Sunday, December 4, 2011

What the Dark Country is Like

I know that I've spent a large amount of this blog trying to express the feeling of the Dark Country, but I was inspired by Tales of the Grotesque and Dungeonesque to put it into a more concise form.



The Dark Country
Precis: A wet and mountainous haunt of pagans, vampires, and satanists.  Hammer Horror meets The Baltic Crusades with a dash of Diablo I for taste.

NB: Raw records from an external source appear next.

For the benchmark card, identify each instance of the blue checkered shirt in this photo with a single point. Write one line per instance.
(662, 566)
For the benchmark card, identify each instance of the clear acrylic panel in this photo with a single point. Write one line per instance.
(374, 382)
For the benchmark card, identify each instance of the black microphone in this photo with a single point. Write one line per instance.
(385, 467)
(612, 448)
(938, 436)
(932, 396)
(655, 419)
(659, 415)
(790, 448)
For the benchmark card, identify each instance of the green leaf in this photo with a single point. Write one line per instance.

Conspectus: undead Templars; The White Lady and her bestial servitors;  pagan rebel groups and secret societies; satanists masquerading as clerics;  horrible nature "deities" that demand sacrifice;  bickering city states and bishoprics;  wild eyed mercenaries who believe they kill for God; werewolf villages hidden the woods; fogbound forests; ruins tainted by foul sacrifices; haunted battlefields; Frogling caravans with perversely magical wares; secretive necromancers probing the nature of humanity;  human sacrifice; villages besieged by unseen forces; the Great Swamp; cyclopean ruins older than humankind; the Mountain King and the last kingdom of the dwarfs; Black masses; the Devil; mindless vampires; glowing horrors created by a magician's mad experiments; fearful peasants; lots of frogs; the haunted and endless ruins of Nightwick Abbey

Taste, Sound, Image: A mouthful of mud, Pagan Altar Volume 1, Roger Corman's Masque of the Red Death



Does that sound about right to everyone else?

9 comments:

  1. Sounds pretty cool really. And a nice way to set it out.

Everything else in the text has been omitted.